В квартире скульптора по-прежнему толклись гости. Общий градус опьянения перевалил уже за ту роковую черту, когда люди начинают засыпать там, где пили. Приятели покойного сдавались без боя. В большой запущенной квартире Стаса тут и там валялись поверженные тела. Казалось, здесь наспех организован военно-полевой госпиталь, куда приносят с поля боя тяжелораненых.
Переступив через чье-то распростертое тело, Александра заглянула в столовую и обнаружила, что Стас тоже спит. В отличие от своих гостей, скульптор устроился с удобствами, на диване. Под его буйной курчавой головой красовалась даже подушка в чистой наволочке, а могучее тело было прикрыто пледом. Марья Семеновна, в довершение сходства с лазаретом отчего-то одетая в белый медицинский халат, с угрюмым видом убирала со стола. Точнее, пыталась убрать. Ей очень мешали заснувшие за столом гости.
– Явилась! – сердито крикнула она, увидев Александру. – Позже еще не могла? – А едва художница объяснила цель своего визита, возмутилась: – Бесстыжая ты, Сашка, как я погляжу! Даже эти забубенные головушки помянули покойника, одна ты не соизволила.
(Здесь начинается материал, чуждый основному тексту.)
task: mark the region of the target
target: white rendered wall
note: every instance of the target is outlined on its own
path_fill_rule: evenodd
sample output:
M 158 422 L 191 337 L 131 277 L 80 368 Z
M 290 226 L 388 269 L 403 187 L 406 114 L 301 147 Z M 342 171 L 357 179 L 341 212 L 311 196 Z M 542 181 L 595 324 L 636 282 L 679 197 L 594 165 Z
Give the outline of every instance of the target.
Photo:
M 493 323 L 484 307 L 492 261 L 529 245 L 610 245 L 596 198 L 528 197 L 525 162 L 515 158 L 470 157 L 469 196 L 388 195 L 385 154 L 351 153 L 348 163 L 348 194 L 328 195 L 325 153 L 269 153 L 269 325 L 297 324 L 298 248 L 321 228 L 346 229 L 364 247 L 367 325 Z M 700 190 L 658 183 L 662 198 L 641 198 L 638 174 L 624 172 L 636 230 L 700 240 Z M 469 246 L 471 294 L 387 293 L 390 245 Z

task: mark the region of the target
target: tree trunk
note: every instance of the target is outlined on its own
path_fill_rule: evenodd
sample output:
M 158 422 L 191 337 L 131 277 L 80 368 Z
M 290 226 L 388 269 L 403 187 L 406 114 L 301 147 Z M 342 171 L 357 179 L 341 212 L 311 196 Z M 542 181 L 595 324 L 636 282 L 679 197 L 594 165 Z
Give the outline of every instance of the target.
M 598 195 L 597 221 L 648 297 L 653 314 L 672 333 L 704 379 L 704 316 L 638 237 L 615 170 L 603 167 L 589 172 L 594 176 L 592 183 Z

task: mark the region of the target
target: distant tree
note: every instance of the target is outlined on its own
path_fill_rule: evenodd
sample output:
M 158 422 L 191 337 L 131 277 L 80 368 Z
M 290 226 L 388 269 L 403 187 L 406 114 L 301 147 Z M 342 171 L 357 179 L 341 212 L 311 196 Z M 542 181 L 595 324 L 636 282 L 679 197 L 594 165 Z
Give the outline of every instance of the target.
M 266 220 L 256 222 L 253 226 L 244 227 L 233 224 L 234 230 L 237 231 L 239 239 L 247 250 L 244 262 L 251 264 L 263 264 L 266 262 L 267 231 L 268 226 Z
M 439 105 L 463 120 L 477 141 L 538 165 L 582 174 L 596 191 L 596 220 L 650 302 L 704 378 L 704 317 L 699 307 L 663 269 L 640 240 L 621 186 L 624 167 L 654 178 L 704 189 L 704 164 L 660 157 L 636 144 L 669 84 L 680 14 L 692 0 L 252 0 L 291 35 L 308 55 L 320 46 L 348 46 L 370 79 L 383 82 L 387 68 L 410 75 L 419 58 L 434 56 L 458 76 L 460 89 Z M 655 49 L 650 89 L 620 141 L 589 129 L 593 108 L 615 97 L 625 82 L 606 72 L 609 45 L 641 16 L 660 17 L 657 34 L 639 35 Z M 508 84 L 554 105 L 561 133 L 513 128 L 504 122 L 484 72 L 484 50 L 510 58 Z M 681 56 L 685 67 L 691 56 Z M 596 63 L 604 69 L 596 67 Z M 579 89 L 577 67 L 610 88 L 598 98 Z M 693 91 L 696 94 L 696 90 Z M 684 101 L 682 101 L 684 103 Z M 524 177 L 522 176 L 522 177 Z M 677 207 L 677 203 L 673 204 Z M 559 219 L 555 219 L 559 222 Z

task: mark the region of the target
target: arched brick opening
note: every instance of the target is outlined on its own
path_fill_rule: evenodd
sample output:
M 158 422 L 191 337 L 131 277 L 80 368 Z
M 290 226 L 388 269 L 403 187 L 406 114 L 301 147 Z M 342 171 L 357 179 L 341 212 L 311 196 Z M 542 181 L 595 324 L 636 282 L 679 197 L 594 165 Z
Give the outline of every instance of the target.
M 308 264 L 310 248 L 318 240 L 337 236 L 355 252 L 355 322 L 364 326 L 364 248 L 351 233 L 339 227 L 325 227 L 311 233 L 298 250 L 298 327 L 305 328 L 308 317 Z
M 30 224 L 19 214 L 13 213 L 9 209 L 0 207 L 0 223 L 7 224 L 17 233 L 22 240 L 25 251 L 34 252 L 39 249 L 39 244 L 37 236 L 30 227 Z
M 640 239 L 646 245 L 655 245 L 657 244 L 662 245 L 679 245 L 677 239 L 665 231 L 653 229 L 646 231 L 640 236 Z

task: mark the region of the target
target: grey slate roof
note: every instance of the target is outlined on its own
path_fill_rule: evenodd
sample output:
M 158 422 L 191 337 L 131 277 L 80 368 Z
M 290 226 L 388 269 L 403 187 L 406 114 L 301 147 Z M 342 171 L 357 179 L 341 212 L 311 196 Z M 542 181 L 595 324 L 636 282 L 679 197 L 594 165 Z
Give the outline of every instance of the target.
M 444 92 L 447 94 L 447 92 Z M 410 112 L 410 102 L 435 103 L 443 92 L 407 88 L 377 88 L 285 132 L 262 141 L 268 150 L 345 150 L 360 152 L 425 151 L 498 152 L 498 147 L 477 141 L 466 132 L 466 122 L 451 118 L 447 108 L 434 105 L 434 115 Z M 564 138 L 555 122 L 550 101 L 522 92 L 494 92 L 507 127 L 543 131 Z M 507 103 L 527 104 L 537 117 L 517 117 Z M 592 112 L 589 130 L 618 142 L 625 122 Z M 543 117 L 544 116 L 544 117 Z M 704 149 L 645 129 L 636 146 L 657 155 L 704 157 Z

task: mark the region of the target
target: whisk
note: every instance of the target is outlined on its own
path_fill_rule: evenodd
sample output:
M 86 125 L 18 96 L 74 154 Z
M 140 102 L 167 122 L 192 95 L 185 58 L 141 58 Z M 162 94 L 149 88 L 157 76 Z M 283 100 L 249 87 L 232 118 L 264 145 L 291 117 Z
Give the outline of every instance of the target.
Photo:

И нечего тут свое барахло оставлять. Мне его охранять некогда.
– Но Стас позволил бы… – заикнулась было женщина.
Робкое возражение вызвало целую бурю. Уперши в бока костлявые коричневые кулаки, старая домработница без стеснения высказала все, что думала о приживальщиках обоих полов, которые мешали ее подопечному жить по-человечески. Из ее не слишком вежливых сентенций следовало, что корень зла таился именно в хитрых и двуличных людях, которые норовили сдать скульптору вещи на хранение.
– У нас вечно толкутся дружки его, модели приходят… А ты картину притащила! Кто у тебя там? Голландец? А по мне хоть китаец. Не возьму и не возьму! Отвечай потом за эту мазню… А в чемодане что?
– Бумажки… – проговорила Александра уже без всякого энтузиазма. Она видела, что Марья Семеновна сильно не в духе.
– И бумажек не надо! – строптиво заявила «медсестра», пытливо разглядывая скромно стоявшего на пороге Олега. – А это кто?
– Знакомый… – вздохнула Александра. – Так что же с вещами? Мне на вокзал пора ехать…
– Чемодан в зубы и езжай! – напутствовала ее старуха.
Повернувшись, женщина пошла к выходу. Ее спутник не отставал, безропотно влача увесистую поклажу. Уже на лестнице он нерешительно предложил:
– Я могу отвезти все к себе.
– Да ведь от тебя, можно сказать, прячу! – всплеснула руками женщина, ошеломленная подобной наглостью.
– От меня? Почему?
Буханков произнес это так просто и вместе с тем обиженно, что Александра всерьез усомнилась в обоснованности своих подозрений. «Ключ мог взять кто угодно. Я злюсь на него из-за нелепого вранья с молитвенником… Но всю ли правду мне говорит Эрдель?! Лыгину я тоже верила безусловно, не рассуждая, и вот расплата! Чем Олег хуже их? Чем они святее его?»
– Даже не знаю…
Нерешительное высказывание, сорвавшееся с ее губ, подействовало на Олега как живительный эликсир. Он тут же воспрянул духом и взбудораженно заговорил:
– Что тут думать? Ты можешь считать меня мошенником, штопающим книги, но что я ворую картины, да еще такие паршивые, ты утверждать не смеешь!
– Картина правда никудышная! – невольно заулыбалась Александра. – Я бы и прятать ее не стала, но вдруг у вора окажется плохой вкус…
Она передала Олегу картину, и они вместе пошли вниз по стертым мраморным ступенькам, напоминающим размякшие куски сала.
Лично уложив в багажник джипа чемодан и картину, Александра, уже не колеблясь, позволила Олегу отвезти себя на вокзал. Приходилось спешить. Она хотела взять билеты подешевле на поезд, отходящий до десяти вечера.
На Ленинградском вокзале Олег все так же следовал за женщиной по пятам. Не успела она возразить, как ее спутник за свой счет приобрел билеты – туда и обратно.
Александра возмутилась:
– Это еще зачем? У меня есть деньги. Вот, возьми…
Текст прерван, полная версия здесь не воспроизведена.